Be sure to check our Hotfix instructions before starting the hotfix process.It might save you some trouble afterwards.

Fixed bugs:

  • General export - An error occurred when using the Advanced export feature for email marketing link click statistics with the 'Export raw database data' option enabled and all data columns selected.
  • Staging - Page update staging tasks generated after adding or modifying a related page from another site did not synchronize the relationship change to target servers. After applying the hotfix, staging supports synchronization of relationships between pages on different sites.


Hotfix 12.0.84

Published: Fri, 11 Sep 2020 10:14:23 GMT

Be sure to check our Hotfix instructions before starting the hotfix process.It might save you some trouble afterwards.

Fixed bugs:

  • Page types - An error occurred when rolling back to a previous version of a page type with one or more child page types (i.e. page types that inherit fields).
  • Web analytics - If a web analytics log file for exit page candidates contained invalid or malformed data, processing failed and prevented logging of all web analytics statistics.

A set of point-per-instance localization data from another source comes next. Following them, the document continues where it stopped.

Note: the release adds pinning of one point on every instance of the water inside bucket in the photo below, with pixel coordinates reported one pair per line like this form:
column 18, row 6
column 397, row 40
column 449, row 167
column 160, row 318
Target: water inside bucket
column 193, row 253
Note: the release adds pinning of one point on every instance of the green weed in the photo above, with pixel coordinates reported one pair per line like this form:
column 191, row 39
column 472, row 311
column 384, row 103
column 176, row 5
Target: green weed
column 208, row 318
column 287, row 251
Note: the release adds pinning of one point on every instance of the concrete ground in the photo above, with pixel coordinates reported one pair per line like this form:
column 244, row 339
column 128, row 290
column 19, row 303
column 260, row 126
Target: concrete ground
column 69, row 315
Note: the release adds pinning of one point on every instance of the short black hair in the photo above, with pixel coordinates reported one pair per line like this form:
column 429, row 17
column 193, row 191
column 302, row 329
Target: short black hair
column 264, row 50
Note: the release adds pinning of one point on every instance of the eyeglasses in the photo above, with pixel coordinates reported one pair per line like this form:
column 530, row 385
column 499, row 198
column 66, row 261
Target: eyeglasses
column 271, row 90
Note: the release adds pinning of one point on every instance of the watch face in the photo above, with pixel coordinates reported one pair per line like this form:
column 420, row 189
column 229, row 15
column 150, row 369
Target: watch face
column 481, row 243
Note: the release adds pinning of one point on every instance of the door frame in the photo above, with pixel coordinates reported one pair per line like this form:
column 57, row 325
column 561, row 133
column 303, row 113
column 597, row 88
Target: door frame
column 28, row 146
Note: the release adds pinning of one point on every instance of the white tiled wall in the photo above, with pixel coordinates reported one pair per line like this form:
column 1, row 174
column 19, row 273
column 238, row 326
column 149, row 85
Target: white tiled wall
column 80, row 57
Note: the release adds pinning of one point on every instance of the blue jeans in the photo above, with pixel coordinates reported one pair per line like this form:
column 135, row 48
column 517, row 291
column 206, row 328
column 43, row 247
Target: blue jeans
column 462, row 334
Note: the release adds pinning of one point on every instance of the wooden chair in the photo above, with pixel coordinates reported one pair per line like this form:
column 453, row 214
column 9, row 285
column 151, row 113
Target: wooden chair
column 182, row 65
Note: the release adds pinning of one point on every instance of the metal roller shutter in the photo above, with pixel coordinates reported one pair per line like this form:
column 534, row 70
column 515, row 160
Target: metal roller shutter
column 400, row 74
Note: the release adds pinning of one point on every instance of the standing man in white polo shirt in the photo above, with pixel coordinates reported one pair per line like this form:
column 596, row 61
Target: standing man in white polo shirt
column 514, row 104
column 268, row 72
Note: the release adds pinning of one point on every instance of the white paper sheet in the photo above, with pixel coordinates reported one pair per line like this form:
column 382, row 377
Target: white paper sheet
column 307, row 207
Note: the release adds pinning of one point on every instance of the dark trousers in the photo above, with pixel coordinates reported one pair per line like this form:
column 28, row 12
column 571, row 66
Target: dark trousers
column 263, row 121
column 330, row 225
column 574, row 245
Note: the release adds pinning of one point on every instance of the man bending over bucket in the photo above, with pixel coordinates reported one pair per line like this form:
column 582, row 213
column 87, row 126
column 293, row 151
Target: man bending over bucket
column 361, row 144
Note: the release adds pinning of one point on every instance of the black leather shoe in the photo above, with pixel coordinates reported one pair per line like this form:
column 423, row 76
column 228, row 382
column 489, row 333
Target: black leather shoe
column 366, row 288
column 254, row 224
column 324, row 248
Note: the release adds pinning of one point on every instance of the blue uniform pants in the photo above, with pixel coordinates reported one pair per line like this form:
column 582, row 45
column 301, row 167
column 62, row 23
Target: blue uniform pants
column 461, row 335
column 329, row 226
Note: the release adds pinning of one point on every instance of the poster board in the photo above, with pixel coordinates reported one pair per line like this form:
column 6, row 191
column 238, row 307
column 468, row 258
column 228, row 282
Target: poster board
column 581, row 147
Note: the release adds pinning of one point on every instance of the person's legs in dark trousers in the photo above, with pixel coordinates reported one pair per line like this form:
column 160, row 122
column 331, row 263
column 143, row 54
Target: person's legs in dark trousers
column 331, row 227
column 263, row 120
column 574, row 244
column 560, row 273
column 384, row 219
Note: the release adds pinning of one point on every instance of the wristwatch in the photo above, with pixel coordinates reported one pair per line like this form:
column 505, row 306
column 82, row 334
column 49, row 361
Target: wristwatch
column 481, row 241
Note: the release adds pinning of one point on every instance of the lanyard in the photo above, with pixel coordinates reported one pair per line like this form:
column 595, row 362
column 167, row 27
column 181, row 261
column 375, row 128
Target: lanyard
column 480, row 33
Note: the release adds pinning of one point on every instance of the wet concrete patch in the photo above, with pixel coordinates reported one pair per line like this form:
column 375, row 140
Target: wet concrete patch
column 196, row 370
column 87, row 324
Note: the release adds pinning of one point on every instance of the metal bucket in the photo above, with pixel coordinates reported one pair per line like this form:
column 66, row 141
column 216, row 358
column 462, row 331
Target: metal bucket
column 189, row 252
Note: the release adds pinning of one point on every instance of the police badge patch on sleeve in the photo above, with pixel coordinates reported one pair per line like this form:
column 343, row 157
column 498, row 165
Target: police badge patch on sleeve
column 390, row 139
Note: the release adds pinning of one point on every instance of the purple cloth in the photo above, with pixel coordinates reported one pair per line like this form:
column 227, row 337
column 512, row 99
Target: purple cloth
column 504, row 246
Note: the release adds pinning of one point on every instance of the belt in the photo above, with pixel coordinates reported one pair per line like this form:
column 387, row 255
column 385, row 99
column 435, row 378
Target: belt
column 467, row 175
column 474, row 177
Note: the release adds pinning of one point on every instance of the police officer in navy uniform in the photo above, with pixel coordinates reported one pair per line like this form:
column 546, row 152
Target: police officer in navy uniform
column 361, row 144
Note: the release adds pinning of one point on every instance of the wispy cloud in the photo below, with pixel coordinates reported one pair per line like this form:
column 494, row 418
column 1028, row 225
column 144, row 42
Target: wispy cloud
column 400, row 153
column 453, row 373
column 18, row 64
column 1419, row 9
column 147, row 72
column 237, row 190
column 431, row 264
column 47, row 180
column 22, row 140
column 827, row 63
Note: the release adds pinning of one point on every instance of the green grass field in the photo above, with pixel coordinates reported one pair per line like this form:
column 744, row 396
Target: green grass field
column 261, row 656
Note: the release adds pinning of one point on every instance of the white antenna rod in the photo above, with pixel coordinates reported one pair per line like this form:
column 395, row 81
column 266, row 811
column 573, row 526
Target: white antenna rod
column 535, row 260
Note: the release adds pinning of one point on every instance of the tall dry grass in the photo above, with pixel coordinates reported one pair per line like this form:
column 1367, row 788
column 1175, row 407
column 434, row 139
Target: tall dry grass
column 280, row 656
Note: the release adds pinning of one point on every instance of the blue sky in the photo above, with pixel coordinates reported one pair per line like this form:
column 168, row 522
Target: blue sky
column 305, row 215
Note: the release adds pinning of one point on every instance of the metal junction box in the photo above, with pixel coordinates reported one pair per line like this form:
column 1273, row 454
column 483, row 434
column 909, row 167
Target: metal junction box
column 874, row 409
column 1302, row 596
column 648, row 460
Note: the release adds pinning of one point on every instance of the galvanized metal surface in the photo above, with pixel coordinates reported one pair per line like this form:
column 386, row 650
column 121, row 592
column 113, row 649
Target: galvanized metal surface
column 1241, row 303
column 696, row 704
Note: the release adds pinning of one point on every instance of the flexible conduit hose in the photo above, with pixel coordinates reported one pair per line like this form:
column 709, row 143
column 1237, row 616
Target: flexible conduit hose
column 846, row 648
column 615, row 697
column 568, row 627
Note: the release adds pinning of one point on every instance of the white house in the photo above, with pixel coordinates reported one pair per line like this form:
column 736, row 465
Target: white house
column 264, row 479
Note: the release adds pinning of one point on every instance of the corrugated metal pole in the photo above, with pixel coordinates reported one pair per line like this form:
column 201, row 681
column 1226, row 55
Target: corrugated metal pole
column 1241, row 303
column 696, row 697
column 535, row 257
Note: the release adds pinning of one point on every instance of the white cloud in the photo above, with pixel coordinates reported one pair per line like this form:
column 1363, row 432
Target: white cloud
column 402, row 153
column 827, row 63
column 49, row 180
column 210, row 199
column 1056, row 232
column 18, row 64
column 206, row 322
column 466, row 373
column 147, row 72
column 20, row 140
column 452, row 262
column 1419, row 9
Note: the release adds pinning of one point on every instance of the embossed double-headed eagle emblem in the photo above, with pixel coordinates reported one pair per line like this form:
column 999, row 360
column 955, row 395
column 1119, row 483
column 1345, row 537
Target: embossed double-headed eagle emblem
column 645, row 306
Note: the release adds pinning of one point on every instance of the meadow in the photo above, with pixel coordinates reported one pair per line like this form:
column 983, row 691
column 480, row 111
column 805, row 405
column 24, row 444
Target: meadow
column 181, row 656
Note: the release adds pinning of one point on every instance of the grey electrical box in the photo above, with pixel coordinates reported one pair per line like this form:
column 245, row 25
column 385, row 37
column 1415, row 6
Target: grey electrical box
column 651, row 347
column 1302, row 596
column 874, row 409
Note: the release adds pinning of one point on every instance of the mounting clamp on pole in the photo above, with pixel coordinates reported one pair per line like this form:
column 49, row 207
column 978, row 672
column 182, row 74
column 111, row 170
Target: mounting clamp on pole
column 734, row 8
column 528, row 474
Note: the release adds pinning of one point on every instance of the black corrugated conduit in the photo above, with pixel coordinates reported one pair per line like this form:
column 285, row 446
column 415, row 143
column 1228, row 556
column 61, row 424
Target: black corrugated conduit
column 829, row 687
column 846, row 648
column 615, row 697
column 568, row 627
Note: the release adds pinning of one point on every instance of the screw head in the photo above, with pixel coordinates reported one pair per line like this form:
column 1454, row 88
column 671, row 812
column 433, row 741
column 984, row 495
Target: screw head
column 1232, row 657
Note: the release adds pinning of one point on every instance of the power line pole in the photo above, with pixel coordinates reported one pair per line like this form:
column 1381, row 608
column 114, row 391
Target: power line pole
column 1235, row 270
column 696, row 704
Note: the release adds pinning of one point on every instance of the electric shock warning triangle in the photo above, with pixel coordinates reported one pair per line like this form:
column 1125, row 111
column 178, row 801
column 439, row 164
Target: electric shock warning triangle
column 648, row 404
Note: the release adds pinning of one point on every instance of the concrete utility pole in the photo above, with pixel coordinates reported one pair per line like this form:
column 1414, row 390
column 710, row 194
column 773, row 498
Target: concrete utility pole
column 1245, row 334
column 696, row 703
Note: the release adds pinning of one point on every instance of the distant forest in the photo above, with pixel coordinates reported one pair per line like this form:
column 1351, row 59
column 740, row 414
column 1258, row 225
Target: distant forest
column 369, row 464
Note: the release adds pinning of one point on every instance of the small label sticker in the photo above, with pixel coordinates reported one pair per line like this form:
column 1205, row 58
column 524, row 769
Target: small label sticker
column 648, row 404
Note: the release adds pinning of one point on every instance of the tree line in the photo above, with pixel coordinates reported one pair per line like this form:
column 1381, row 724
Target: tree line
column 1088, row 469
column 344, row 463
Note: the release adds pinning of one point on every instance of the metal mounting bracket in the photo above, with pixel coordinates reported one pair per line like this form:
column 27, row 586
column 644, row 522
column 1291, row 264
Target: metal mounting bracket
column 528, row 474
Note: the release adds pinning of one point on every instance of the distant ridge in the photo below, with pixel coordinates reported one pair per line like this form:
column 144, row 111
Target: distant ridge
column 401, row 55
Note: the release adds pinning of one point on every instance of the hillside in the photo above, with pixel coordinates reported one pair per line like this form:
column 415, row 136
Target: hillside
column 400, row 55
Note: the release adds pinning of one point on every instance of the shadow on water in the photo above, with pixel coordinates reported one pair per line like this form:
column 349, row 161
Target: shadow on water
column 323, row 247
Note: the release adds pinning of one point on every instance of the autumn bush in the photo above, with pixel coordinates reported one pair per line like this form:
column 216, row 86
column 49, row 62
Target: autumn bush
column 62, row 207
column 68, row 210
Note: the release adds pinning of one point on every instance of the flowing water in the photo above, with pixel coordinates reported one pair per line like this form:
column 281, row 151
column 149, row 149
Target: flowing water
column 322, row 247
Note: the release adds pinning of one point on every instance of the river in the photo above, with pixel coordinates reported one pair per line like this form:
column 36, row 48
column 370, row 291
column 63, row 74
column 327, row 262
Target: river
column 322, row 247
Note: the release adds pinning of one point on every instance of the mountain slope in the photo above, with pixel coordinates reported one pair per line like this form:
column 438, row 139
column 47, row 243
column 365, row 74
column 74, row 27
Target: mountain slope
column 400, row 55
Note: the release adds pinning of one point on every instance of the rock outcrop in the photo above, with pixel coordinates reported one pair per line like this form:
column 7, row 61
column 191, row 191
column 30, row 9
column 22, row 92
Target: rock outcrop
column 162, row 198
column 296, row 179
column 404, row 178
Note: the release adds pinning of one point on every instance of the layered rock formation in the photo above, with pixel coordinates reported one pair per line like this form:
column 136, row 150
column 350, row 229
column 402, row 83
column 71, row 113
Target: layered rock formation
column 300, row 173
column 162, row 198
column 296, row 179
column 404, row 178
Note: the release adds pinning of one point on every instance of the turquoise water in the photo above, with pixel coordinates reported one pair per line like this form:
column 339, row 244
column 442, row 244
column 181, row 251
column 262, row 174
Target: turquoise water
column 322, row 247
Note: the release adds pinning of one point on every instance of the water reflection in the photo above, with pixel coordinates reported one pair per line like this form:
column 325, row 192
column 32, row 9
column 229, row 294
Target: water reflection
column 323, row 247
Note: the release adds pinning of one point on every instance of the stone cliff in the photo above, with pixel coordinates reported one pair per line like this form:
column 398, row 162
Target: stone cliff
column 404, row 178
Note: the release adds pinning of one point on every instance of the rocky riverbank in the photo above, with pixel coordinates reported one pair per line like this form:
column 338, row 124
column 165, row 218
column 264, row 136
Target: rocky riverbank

After applying the hotfix, such files are deleted and processing of other analytics logs continues.


Hotfix 12.0.83

Published: Fri, 28 Aug 2020 06:58:59 GMT

Be sure to check our Hotfix instructions before starting the hotfix process.It might save you some trouble afterwards.

Fixed bugs:

  • Reporting - The 'Print' functionality in the Reporting application did not work on sites with the 'Kentico CMS Base' or lower license editions.


Hotfix 12.0.82

Published: Fri, 21 Aug 2020 08:16:50 GMT

Be sure to check our Hotfix instructions before starting the hotfix process.It might save you some trouble afterwards.

Fixed bugs:

  • Microsoft Azure - On sites hosted in Azure, an error occurred in the administration interface when viewing pages in Preview mode or the page builder for pages whose node alias path contained non-ASCII characters. The virtual context URLs used by these features had escaped characters when obtained from Azure, resulting in a non-matching hash.
  • Page builder - When caching the output of controller actions using the ASP.NET output caching, the page builder did not load in the 'Pages' application for pages displayed through the cached actions. Instead, only a preview of the cached page was displayed. This problem occurred in special scenarios, for example, when caching based on specific parameters defined in the 'VaryByParam' property.